A luta das mulheres de hoje é a luta pelo direito de envelhecer. O direito de nos reconciliar com os sinais do tempo e validar a sabedoria adquirida com os anos. Envelhecer confortável com quem se é se tornou um ato político que resiste ao peso social do envelhecimento imposto a cada um de nós, e agora me refiro aos homens, pois estes também passam por pressões nesses termos, evidentemente não em igual intensidade.

A luta contra o etarismo se faz necessária. Lembrando que etarismo é o nome que se dá ao preconceito e discriminação de uma pessoa com base em elementos estereotipados vinculados à idade, a faixa etária, a geração, gerando ódio e descaso contra idosos.

O patrulhamento da velhice feminina tornou-se uma constante. Todas nós sabemos o que é encontrar pessoas que não vemos há alguns anos e as mesmas nos olharem acusando mudanças em nosso peso ou imagem. Seja por comentários triviais a invasões diretas à nossa privacidade identitária, nos vemos refém da opinião alheia, fenômeno impulsionado pelas redes sociais. Tais situações explicam os excessos de filtros que modificam a imagem que é postada nas mídias.

Em O mito da Beleza, Naomi Wolf ressalta que embora sempre tenha havido um mito da beleza a ser perseguido, o mito da beleza moderna é uma invenção recente. Ele atualmente consiste na utiliza da sofisticação tecnológica para disseminar milhões de imagens ideais do que é ser mulher e do que é “envelhecer bem” sendo, obviamente, mulher.

Wolf afirma sabiamente que tais mitos “atendem ao chamado temor político por parte das instituições dominadas pelos homens, instituições ameaçadas pela liberdade das mulheres”. A ideia é nos libertar para novamente nos prender e controlar trabalhando nos nossos sentimentos de culpa e medo quanto a nossa própria libertação, agora representada pelo temor de envelhecer com a lucidez da compreensão de nosso real papel social, político e econômico.

Envelhecer com consciência, sedentas por participação política, por espaço social, por sermos ouvidas e representadas. Esse sim é o ideal que a nós mulheres deve ser imposto, uma vez que temos umas às outras em um processo contínuo de respeito aquilo que mais entendemos: o que é ser mulher. Que possamos fazer ouvir a nossa voz, as nossas ideias, demonstrando nossa força poderosa para além da imagem física.

A sociedade do consumo esgota nosso físico e nos deixa exauridas psicologicamente.

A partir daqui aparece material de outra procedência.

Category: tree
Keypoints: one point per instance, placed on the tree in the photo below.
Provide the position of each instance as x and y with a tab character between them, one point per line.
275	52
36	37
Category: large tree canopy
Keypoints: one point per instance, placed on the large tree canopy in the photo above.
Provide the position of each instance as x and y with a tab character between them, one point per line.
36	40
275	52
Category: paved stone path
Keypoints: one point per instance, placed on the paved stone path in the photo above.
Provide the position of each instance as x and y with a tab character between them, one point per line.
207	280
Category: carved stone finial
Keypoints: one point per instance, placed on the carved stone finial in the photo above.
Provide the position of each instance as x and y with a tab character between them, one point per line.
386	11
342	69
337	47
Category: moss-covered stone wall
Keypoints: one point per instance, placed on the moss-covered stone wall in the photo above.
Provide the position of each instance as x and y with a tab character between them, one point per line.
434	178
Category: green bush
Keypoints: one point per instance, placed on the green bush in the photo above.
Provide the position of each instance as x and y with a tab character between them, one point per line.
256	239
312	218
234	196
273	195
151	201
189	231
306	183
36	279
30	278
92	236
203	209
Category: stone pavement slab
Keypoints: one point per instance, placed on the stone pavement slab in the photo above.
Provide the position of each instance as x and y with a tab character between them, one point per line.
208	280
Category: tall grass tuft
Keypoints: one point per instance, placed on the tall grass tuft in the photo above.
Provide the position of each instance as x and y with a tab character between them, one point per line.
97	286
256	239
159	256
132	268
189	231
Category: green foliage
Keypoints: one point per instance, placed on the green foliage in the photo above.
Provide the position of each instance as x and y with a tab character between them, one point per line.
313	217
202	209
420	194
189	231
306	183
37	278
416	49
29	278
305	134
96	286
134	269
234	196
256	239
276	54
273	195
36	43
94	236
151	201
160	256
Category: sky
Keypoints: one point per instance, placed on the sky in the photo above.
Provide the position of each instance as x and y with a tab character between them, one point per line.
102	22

A única forma de mudar isso é mudando nossa forma de nos ver, de buscar nossa essência, de nos reconectar com nosso feminino. O mito da inferioridade feminina em nossa cultura nos leva a uma constante necessidade de aprovação e validação quando quem é capaz de fazê-lo somos apenas nós mesmas. Por isso precisamos nos conscientizar sob o risco de continuarmos a viver sob tais pressões atrelando a imagem de sucesso que foi imposta a nós, o que nos deixa exaustas, sem tempo e dissociadas da própria identidade. Encerro o blog de hoje com o desejo de que possamos estar juntas em uma jornada que permite uma velhice digna a todas nós.